Digging Beneath The Surface: Is Housing Perpetuating A Wealth Divide in Canada?

Updated: Nov 7


Summary Remarks

Counter to public perception, wealth inequality has narrowed slightly in Canada. Between 2005 and 2019, the share of wealth held by the top 1% and 10% both fell. Some ground was gained by middle and low-wealth households.

Real estate values have not contributed to a widening in wealth inequality. If anything, rising homeownership among the lowest wealth Canadians has helped to lean against it. To top it off, those driving the increase in homeownership at the bottom are young Canadians between the ages of 25 and 34 – the demographic that the public discourse would suggest is being priced out.

But, dig deeper and the story gets more complicated. These young households have higher incomes than the average low-wealth household, with many also benefiting from parental wealth transfers. Despite these advantages, the deterioration in affordability is resulting in higher leverage.
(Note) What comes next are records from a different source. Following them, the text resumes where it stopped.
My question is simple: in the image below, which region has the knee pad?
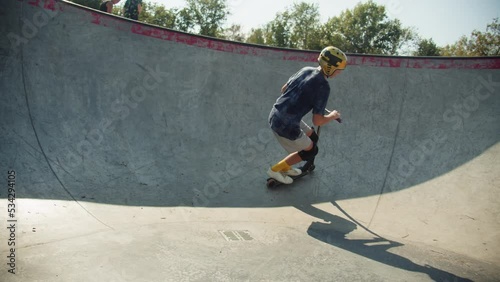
[309,128,319,144]
[299,144,319,161]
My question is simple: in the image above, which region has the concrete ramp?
[0,0,500,281]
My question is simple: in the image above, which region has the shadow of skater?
[295,203,471,282]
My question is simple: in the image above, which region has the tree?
[139,2,177,28]
[246,28,266,45]
[290,2,321,49]
[413,38,441,56]
[264,11,294,48]
[71,0,101,10]
[222,24,245,42]
[442,18,500,57]
[323,1,415,55]
[178,0,229,37]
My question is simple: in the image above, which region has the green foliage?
[246,28,266,45]
[180,0,229,37]
[441,18,500,57]
[71,0,101,10]
[72,0,500,56]
[221,24,245,42]
[324,1,415,55]
[413,38,441,56]
[139,2,177,28]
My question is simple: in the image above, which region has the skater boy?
[267,46,347,184]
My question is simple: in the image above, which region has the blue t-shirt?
[269,67,330,140]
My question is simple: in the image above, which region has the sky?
[154,0,500,47]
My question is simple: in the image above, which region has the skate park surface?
[0,0,500,281]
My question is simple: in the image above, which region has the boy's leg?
[268,121,314,184]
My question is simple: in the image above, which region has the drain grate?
[219,230,253,241]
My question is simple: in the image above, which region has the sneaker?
[267,168,293,184]
[283,167,302,176]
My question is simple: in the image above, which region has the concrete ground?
[0,0,500,281]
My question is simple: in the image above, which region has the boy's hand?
[327,110,340,119]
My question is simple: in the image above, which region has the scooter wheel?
[267,178,278,188]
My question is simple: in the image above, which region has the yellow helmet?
[318,46,347,77]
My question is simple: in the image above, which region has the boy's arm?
[281,83,288,94]
[313,110,340,126]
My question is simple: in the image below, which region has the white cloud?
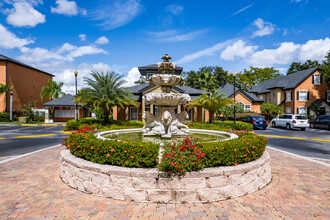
[95,36,109,44]
[252,18,275,37]
[7,1,46,27]
[220,40,258,60]
[67,46,107,61]
[176,39,235,64]
[147,29,209,43]
[247,37,330,67]
[165,5,183,15]
[91,0,142,30]
[54,62,112,94]
[0,24,34,49]
[50,0,78,16]
[298,37,330,61]
[79,34,86,41]
[123,67,141,87]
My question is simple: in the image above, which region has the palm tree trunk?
[210,111,214,124]
[103,108,110,125]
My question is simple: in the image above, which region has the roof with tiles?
[0,54,54,76]
[249,67,319,94]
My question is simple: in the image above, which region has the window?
[131,106,138,121]
[297,91,308,102]
[285,91,291,102]
[313,74,321,85]
[244,105,251,111]
[285,107,291,114]
[297,107,306,115]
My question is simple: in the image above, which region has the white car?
[271,114,309,131]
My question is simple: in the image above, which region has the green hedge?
[62,127,159,168]
[200,134,268,167]
[186,121,253,131]
[66,118,145,131]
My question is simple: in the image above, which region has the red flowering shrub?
[159,138,205,174]
[62,126,159,168]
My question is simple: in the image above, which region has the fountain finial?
[162,53,172,63]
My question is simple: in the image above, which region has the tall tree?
[40,79,65,100]
[236,66,281,91]
[188,90,233,123]
[320,51,330,87]
[286,60,320,75]
[134,76,147,85]
[76,72,138,124]
[183,66,229,91]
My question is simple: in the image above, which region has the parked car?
[310,115,330,130]
[242,115,268,130]
[271,114,309,131]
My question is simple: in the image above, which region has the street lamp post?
[233,73,237,125]
[9,90,13,121]
[73,70,78,121]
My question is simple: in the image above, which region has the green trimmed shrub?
[200,134,268,167]
[62,126,159,168]
[0,112,10,122]
[186,121,253,131]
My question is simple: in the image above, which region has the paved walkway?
[0,145,330,220]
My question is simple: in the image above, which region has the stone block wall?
[60,149,271,203]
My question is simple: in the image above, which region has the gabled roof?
[0,54,54,76]
[127,83,206,101]
[249,67,319,94]
[218,83,263,102]
[42,94,81,107]
[138,64,183,76]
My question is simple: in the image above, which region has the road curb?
[0,144,61,164]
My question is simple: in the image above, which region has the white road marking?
[0,144,61,164]
[267,145,330,167]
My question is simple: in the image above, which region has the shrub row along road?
[0,126,330,160]
[0,126,68,159]
[254,127,330,160]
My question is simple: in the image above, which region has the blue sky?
[0,0,330,93]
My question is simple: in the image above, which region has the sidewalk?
[0,145,330,220]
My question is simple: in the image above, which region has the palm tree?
[76,71,138,124]
[40,79,65,100]
[188,90,233,123]
[0,84,13,94]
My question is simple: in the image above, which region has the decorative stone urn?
[143,53,191,138]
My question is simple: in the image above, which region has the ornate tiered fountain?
[142,53,191,138]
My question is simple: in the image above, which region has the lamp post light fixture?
[9,90,13,121]
[73,70,78,121]
[232,73,237,125]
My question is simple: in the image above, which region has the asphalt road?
[254,127,330,160]
[0,126,67,157]
[0,126,330,160]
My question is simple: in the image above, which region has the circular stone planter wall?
[60,149,271,203]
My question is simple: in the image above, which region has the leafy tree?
[23,96,37,122]
[188,90,233,123]
[217,103,244,119]
[320,51,330,87]
[183,66,230,92]
[40,79,65,100]
[0,84,13,94]
[134,76,147,85]
[286,60,320,75]
[75,72,138,124]
[260,103,284,120]
[236,66,281,91]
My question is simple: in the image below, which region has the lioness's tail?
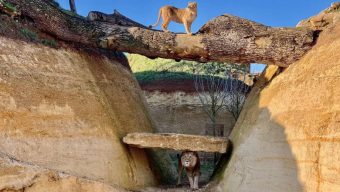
[149,9,162,29]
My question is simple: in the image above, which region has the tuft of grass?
[20,28,58,48]
[41,39,58,47]
[51,1,60,7]
[20,28,39,41]
[0,0,17,12]
[134,71,194,83]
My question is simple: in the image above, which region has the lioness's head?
[181,151,198,168]
[188,2,197,9]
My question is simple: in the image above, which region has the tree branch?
[7,0,315,67]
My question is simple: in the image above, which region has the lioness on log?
[149,2,197,35]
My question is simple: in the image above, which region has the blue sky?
[57,0,335,70]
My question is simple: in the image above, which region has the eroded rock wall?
[215,24,340,192]
[0,37,157,190]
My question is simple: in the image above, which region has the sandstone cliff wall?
[0,37,157,191]
[215,23,340,192]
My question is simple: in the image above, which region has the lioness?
[177,151,201,189]
[149,2,197,35]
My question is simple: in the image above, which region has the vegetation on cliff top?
[127,54,249,83]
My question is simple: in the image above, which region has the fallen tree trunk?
[7,0,315,67]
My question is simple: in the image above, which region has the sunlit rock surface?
[0,37,157,191]
[216,21,340,192]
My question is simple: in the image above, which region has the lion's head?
[181,151,198,168]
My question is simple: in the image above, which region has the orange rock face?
[0,37,157,191]
[216,21,340,192]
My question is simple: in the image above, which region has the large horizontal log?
[7,0,316,67]
[123,133,229,153]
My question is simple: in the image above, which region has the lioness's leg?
[188,175,194,189]
[183,21,192,35]
[162,18,170,32]
[194,175,199,189]
[177,163,183,185]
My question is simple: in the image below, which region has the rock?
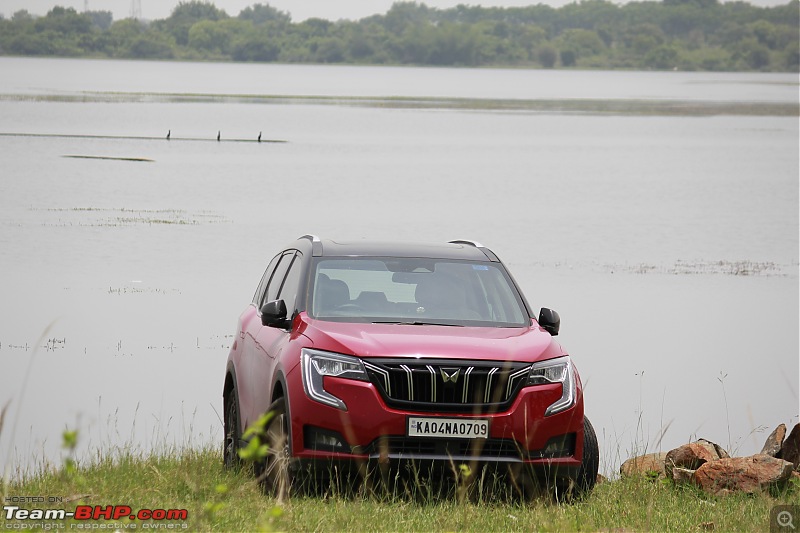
[619,453,667,477]
[778,424,800,470]
[761,424,786,457]
[694,455,792,495]
[696,439,730,459]
[761,424,786,457]
[664,442,720,479]
[672,466,695,483]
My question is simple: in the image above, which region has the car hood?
[296,316,566,362]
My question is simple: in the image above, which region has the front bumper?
[287,369,583,478]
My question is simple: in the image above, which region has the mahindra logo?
[439,368,461,383]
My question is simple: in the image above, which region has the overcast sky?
[0,0,789,22]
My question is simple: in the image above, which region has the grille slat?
[364,359,530,413]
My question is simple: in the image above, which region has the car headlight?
[302,348,369,411]
[527,357,576,416]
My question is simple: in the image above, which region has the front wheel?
[222,388,242,469]
[259,398,292,501]
[575,417,600,497]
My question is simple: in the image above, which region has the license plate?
[406,416,489,439]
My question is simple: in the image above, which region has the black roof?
[298,235,499,261]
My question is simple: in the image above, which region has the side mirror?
[539,307,561,337]
[261,300,291,329]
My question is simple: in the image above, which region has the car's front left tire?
[259,398,292,501]
[222,387,242,469]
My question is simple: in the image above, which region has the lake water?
[0,58,800,473]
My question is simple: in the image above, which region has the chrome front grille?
[364,359,530,413]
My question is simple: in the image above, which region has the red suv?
[223,235,598,494]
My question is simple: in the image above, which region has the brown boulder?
[778,424,800,470]
[672,466,695,483]
[664,442,720,479]
[761,424,786,457]
[694,455,792,495]
[619,453,666,477]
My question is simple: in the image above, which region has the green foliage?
[0,447,800,532]
[0,0,800,72]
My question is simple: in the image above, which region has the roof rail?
[297,234,322,257]
[448,239,500,263]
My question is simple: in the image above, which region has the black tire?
[222,388,242,469]
[575,417,600,497]
[258,398,292,501]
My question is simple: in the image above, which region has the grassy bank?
[0,450,800,531]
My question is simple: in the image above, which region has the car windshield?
[309,257,529,327]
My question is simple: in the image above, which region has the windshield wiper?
[372,320,464,328]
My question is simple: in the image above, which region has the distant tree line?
[0,0,800,72]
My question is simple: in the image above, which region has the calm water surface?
[0,58,800,473]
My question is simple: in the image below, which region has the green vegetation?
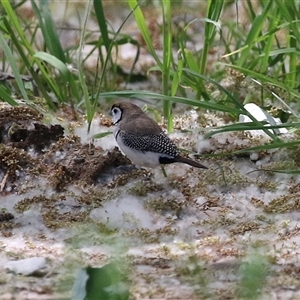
[0,0,300,147]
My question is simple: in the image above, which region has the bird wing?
[119,130,179,156]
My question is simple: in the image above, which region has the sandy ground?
[0,1,300,300]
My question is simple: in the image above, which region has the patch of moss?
[230,221,260,234]
[124,226,178,244]
[129,180,164,197]
[264,193,300,213]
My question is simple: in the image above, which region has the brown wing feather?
[120,114,162,135]
[174,155,207,169]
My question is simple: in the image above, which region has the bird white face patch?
[111,107,122,125]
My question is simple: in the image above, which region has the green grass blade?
[0,84,18,106]
[31,0,67,63]
[100,91,244,115]
[128,0,163,69]
[93,0,111,53]
[0,32,28,100]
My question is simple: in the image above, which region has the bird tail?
[175,155,208,169]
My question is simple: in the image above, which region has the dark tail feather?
[174,155,208,169]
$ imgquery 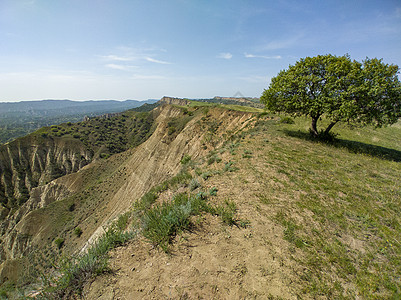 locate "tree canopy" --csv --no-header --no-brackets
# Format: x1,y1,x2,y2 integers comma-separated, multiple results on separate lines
261,54,401,136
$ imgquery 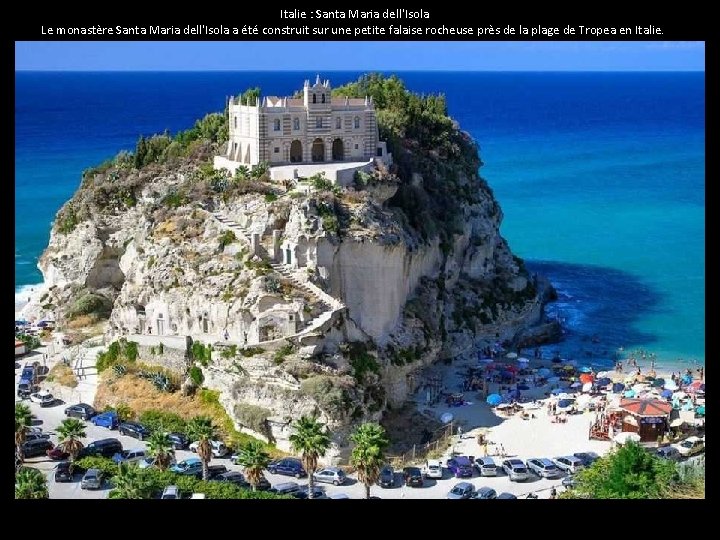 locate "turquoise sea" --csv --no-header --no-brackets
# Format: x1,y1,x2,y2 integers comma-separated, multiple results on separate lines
15,72,705,367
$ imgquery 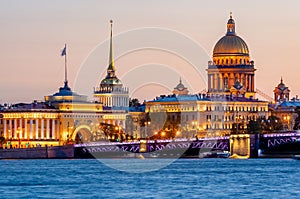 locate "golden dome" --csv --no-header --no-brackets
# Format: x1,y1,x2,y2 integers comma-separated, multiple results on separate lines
213,15,249,57
213,35,249,57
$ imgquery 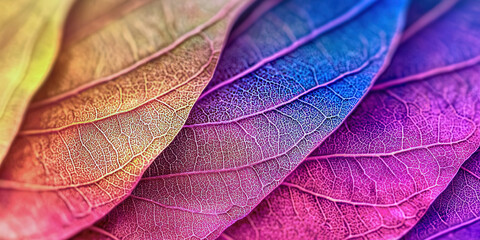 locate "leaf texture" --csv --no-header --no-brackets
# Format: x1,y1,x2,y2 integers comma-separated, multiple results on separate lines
0,0,248,239
78,0,406,239
0,0,72,164
403,150,480,240
222,0,480,239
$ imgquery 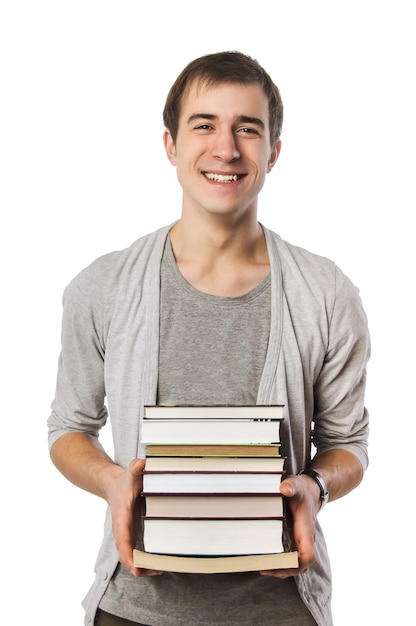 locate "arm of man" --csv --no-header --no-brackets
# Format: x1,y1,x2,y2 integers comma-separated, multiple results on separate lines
261,449,363,578
263,262,370,578
51,432,161,576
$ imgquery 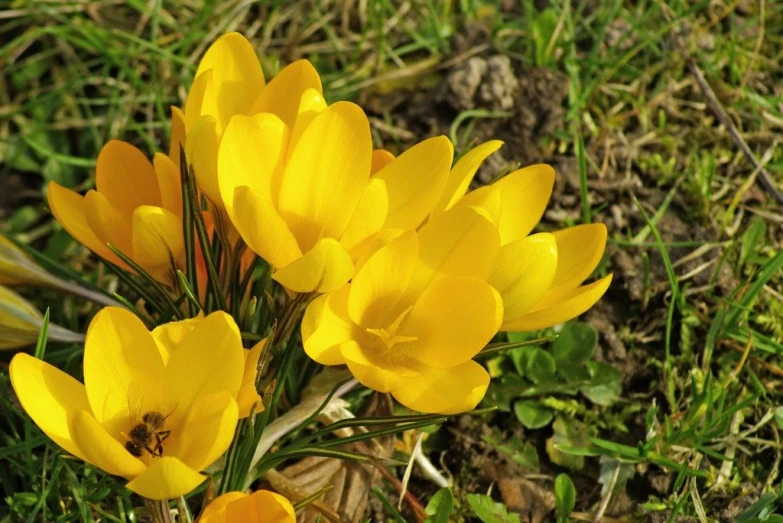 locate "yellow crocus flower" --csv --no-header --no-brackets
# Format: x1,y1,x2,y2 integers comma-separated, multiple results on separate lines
218,94,380,293
184,33,322,214
302,207,503,414
371,141,612,331
198,490,296,523
9,307,245,500
48,123,185,285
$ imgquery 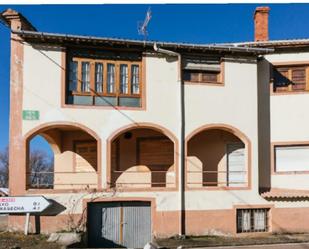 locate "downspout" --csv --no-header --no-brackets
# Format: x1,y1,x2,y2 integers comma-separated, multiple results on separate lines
153,43,186,237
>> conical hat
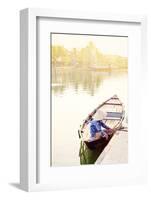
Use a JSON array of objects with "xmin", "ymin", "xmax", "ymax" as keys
[{"xmin": 93, "ymin": 109, "xmax": 107, "ymax": 120}]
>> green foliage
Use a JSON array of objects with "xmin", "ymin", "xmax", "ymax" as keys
[{"xmin": 51, "ymin": 42, "xmax": 128, "ymax": 69}]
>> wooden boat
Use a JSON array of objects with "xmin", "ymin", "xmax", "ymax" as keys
[{"xmin": 78, "ymin": 95, "xmax": 125, "ymax": 148}]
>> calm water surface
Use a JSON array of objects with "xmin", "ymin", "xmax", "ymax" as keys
[{"xmin": 52, "ymin": 68, "xmax": 127, "ymax": 166}]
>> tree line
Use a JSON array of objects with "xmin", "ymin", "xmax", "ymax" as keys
[{"xmin": 51, "ymin": 42, "xmax": 128, "ymax": 69}]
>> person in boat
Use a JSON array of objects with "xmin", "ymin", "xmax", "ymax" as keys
[{"xmin": 90, "ymin": 110, "xmax": 112, "ymax": 141}]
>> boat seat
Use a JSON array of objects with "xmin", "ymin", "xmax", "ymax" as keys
[{"xmin": 106, "ymin": 112, "xmax": 123, "ymax": 118}]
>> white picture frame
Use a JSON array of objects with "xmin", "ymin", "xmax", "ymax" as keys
[{"xmin": 20, "ymin": 8, "xmax": 147, "ymax": 191}]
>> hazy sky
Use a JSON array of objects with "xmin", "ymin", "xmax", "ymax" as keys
[{"xmin": 52, "ymin": 34, "xmax": 128, "ymax": 57}]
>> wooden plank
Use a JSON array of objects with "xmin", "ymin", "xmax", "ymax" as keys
[{"xmin": 105, "ymin": 103, "xmax": 122, "ymax": 106}]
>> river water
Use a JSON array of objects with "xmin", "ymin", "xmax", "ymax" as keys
[{"xmin": 51, "ymin": 67, "xmax": 128, "ymax": 166}]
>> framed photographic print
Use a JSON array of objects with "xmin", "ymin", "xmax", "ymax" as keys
[{"xmin": 20, "ymin": 9, "xmax": 147, "ymax": 191}]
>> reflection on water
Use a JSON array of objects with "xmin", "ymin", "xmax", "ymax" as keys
[{"xmin": 51, "ymin": 68, "xmax": 127, "ymax": 166}]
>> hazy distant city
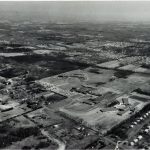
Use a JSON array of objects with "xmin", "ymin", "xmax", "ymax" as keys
[{"xmin": 0, "ymin": 2, "xmax": 150, "ymax": 150}]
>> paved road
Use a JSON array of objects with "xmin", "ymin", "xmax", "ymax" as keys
[{"xmin": 41, "ymin": 129, "xmax": 66, "ymax": 150}]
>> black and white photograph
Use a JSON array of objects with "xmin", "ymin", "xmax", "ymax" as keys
[{"xmin": 0, "ymin": 0, "xmax": 150, "ymax": 150}]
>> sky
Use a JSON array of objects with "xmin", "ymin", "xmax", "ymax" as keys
[{"xmin": 0, "ymin": 1, "xmax": 150, "ymax": 23}]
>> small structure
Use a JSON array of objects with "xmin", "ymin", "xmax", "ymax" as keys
[
  {"xmin": 122, "ymin": 97, "xmax": 129, "ymax": 105},
  {"xmin": 133, "ymin": 139, "xmax": 139, "ymax": 143},
  {"xmin": 138, "ymin": 135, "xmax": 143, "ymax": 140},
  {"xmin": 130, "ymin": 142, "xmax": 135, "ymax": 146}
]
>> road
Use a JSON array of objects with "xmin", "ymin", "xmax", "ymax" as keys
[{"xmin": 41, "ymin": 129, "xmax": 66, "ymax": 150}]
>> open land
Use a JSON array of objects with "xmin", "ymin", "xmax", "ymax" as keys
[{"xmin": 0, "ymin": 21, "xmax": 150, "ymax": 150}]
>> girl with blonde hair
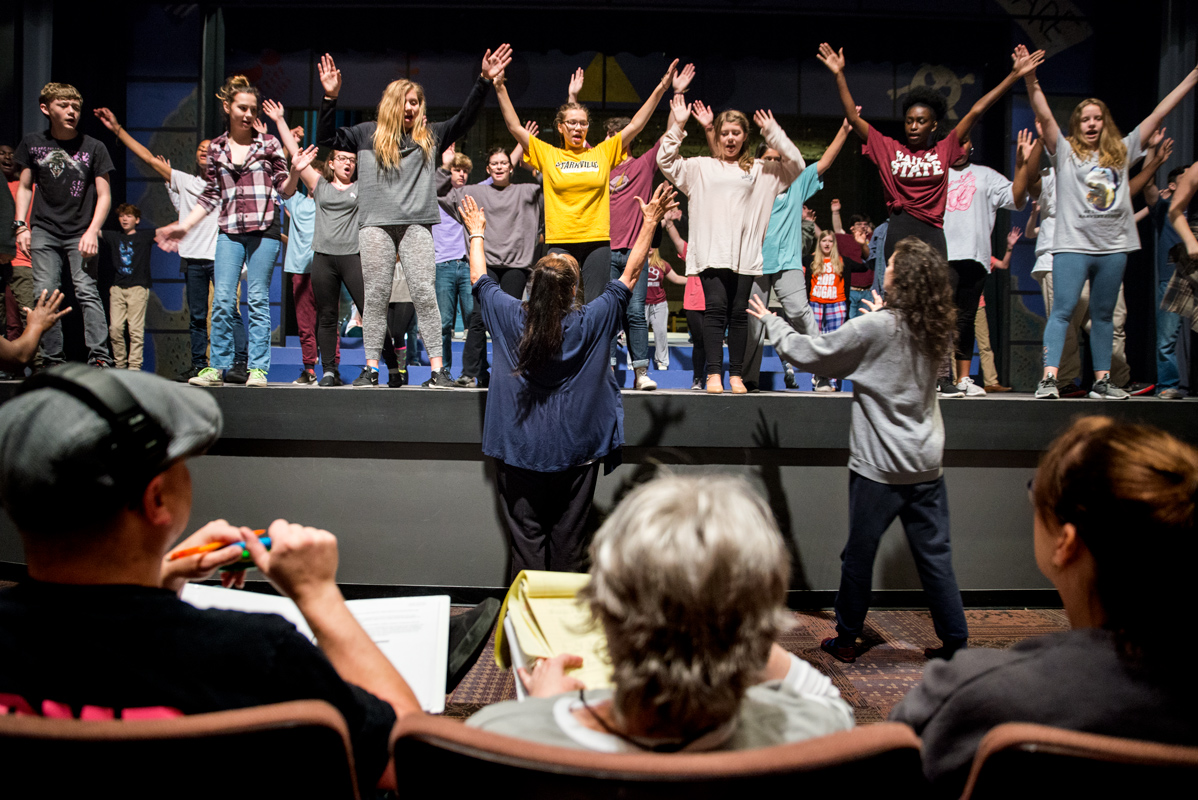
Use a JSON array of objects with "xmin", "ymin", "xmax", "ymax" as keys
[{"xmin": 316, "ymin": 44, "xmax": 512, "ymax": 389}]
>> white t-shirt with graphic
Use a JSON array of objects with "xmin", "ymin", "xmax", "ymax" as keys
[{"xmin": 944, "ymin": 164, "xmax": 1016, "ymax": 272}]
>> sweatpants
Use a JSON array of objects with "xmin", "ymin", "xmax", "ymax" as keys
[
  {"xmin": 495, "ymin": 461, "xmax": 601, "ymax": 580},
  {"xmin": 358, "ymin": 225, "xmax": 441, "ymax": 360},
  {"xmin": 835, "ymin": 472, "xmax": 969, "ymax": 648},
  {"xmin": 461, "ymin": 267, "xmax": 528, "ymax": 378}
]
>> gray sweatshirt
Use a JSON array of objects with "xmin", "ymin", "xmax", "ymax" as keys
[{"xmin": 764, "ymin": 309, "xmax": 944, "ymax": 484}]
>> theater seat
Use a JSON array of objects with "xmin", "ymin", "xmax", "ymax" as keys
[
  {"xmin": 392, "ymin": 716, "xmax": 926, "ymax": 800},
  {"xmin": 963, "ymin": 722, "xmax": 1198, "ymax": 800},
  {"xmin": 0, "ymin": 701, "xmax": 357, "ymax": 800}
]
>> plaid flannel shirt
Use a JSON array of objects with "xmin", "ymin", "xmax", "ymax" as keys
[{"xmin": 196, "ymin": 133, "xmax": 289, "ymax": 235}]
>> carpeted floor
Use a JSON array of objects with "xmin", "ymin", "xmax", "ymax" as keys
[{"xmin": 446, "ymin": 608, "xmax": 1069, "ymax": 725}]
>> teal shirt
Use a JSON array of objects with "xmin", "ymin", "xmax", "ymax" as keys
[{"xmin": 761, "ymin": 165, "xmax": 823, "ymax": 275}]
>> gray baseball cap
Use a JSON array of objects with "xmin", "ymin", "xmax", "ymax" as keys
[{"xmin": 0, "ymin": 369, "xmax": 222, "ymax": 528}]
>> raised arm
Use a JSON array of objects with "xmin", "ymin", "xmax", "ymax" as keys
[
  {"xmin": 816, "ymin": 42, "xmax": 870, "ymax": 141},
  {"xmin": 619, "ymin": 183, "xmax": 678, "ymax": 291},
  {"xmin": 95, "ymin": 108, "xmax": 170, "ymax": 183},
  {"xmin": 619, "ymin": 59, "xmax": 694, "ymax": 147}
]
This is the reason these households are bumped into the “low wealth” category.

Wealth inequality in Canada is not just a story of rich versus poor, it is one of homeowners versus non-homeowners. The average net worth of homeowners born between 1955 and 1964 is now more than $1.4 million. This is 6.3 times that of non-homeowners born during the same time.

With affordability now at its worst level in decades, the current generation of prospective homebuyers is facing the fate of missing out on housing wealth. Households without a starting point of a high income and/or an intergenerational wealth transfer face a high barrier into homeownership.